Marple, Cassville north ward alderman, said he knew Sam Walton and his family long before a Walmart ever sprouted up in Cassville.

“The thing I am most proud of is the binder that has very personal letters, notes and memos from the Waltons over the years I have known them,” he said. “The letters regard a number of different things, from holiday letters to discussions about the first Walmart in Cassville.”

Marple said one of the most interesting things is a Christmas letter he received one year from Mrs.

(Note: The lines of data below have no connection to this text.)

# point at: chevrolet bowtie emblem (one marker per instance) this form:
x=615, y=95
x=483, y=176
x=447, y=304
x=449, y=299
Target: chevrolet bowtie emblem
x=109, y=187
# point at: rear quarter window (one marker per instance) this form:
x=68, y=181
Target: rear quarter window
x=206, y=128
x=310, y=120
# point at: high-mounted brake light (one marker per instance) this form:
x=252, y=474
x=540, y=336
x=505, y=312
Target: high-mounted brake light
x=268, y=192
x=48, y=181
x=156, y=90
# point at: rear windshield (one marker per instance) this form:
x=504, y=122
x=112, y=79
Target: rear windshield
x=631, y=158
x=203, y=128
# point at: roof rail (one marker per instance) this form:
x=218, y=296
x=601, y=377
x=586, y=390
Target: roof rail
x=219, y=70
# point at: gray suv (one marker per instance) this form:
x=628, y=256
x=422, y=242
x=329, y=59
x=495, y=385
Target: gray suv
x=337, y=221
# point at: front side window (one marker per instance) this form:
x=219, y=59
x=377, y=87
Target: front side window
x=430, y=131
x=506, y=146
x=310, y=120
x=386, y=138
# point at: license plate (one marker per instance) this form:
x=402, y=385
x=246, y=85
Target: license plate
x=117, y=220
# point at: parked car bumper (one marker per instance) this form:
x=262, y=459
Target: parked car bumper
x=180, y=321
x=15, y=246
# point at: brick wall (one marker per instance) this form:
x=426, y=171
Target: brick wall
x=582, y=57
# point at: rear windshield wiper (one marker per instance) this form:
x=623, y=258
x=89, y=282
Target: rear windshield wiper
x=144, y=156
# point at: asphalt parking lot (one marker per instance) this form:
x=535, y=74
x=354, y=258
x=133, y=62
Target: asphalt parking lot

Walton.

“It was an update on the family,” he said. “On that same letter, 25 years later, she gave us another update on how things were going.”

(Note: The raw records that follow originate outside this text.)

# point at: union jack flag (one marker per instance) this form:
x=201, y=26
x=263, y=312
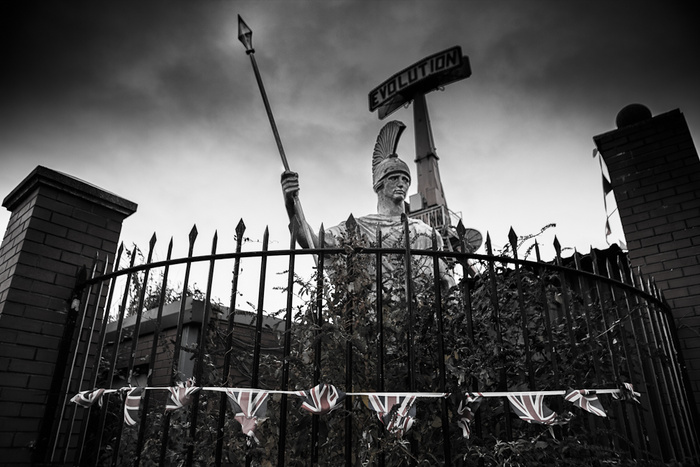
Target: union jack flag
x=587, y=400
x=467, y=407
x=531, y=408
x=626, y=393
x=132, y=403
x=321, y=399
x=181, y=395
x=397, y=413
x=250, y=407
x=87, y=398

Marple said he donated the items because he felt that it would be interesting to some people to see in more detail the local impact of the Walton family.

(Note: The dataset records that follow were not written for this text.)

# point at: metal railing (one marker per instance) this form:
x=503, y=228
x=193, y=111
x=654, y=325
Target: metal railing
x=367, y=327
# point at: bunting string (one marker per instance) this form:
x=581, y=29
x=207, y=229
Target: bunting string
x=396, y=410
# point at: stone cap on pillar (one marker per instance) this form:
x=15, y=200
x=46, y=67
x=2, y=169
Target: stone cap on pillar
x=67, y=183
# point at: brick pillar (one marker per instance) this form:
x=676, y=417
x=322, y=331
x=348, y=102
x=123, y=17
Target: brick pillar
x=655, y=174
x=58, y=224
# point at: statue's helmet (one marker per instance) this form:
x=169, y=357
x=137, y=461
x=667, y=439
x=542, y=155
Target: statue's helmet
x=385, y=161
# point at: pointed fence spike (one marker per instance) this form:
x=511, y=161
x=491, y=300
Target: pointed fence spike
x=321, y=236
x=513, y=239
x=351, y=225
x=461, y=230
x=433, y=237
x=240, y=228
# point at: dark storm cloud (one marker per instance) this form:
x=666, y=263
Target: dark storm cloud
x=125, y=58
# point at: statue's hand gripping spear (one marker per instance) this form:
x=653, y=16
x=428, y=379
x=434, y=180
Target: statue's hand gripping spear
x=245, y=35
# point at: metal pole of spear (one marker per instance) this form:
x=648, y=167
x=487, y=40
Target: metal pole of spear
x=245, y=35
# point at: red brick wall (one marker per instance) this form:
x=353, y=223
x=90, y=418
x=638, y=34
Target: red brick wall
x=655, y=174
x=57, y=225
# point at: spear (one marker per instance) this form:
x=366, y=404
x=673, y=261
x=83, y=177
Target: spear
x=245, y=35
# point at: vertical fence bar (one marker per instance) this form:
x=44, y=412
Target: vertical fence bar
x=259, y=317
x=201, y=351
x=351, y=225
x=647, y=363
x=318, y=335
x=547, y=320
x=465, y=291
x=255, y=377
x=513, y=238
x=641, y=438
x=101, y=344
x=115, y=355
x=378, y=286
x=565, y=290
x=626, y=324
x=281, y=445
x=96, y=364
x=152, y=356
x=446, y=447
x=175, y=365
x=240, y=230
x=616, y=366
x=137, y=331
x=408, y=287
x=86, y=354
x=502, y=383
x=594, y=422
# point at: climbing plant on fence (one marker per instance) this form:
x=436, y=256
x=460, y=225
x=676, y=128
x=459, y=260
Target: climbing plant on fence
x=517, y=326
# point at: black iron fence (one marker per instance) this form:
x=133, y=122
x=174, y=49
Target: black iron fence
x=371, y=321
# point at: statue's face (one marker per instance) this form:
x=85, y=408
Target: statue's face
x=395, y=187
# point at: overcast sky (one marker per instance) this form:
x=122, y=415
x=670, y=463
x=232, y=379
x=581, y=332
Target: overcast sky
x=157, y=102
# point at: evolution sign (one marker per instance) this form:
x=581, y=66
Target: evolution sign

“There are some early magazines featuring Sam Walton,” he said. “Those are from the early days, when Walmart was just becoming big.”

Marple said there are other articles and a story in the Wall Street Journal.

“There are pictures of Sam and his family, and a toy Walmart truck that was sold for children to play with,” he said.

Marple said he grew up with the Walton family in Bentonville, Ark.

“When I was teaching and coaching in Bentonville, we played a lot of tennis together,” he said. “When I moved away, our tennis games became much less frequent, so we stayed in contact via letters until he had passed away.”

Marple said Sam’s oldest son, Rob, was his age, and the pair grew up playing sports together.

“Rob and I are good friends, but Sam and I were also good friends,” he said. “I have probably known them since I was 8 years old, but when I was 10, Sam coached my Little League team.”

Marple said after he graduated college and moved back to Bentonville, he and Sam would play tennis sometimes twice a week in the summer.

“I was fortunate enough to beat him in tennis a few times, but he also won his fair share,” he said. “There is an article in the display about me beating him once 6-3.”

Marple said they were a good, normal family.

“They went to church there in town,” he said. “They were like any other merchant family in the 1960s.”

Marple said Rob was just one of the guys, aside from the fact that he worked a lot.

“They are down to earth people,” he said. “They had a house fire one time, and the church and community brought them stuff that they needed, just like they would for any other family.”

Marple said he, of course, bought Sam a new pair of tennis shorts so he could keep playing.

“Sam Walton never met a stranger,” he said. “He is very well thought of in the Bentonville area.”

Marple said at the ribbon cutting at the original Walmart in Cassville, an executive at Walmart that he knew came up to him and said, “Jerry, Cassville high school was the first school to ever receive a Walmart scholarship without having a Walmart in its town.”

“They had been giving Walmart scholarships a year or two prior to Walmart coming to Cassville,” he said. “Another thing that relates to Cassville is while I was the principal here, we were the first school to have project graduation at the Walton Fitness Center in Bentonville.”

Marple said there were a few people in Cassville that wanted to put a Pizza Inn at the corner of the original Walmart parking lot in the 1980s.

“Engineers came to city council, and after the meeting, I was waiting outside and I told them who I was,” he said. “They replied, ‘Oh, you’re the guy.’ I asked them what they meant and they said, ‘Mr. Walton said to go ahead and put the Pizza Inn, and we have never overruled him but we just don’t have the space.’

“Sam agreed to put the Pizza Inn there because I was kind of the go between for the people who were wanting it. We never ended up with it there, because they were right, there wasn’t the space for it.”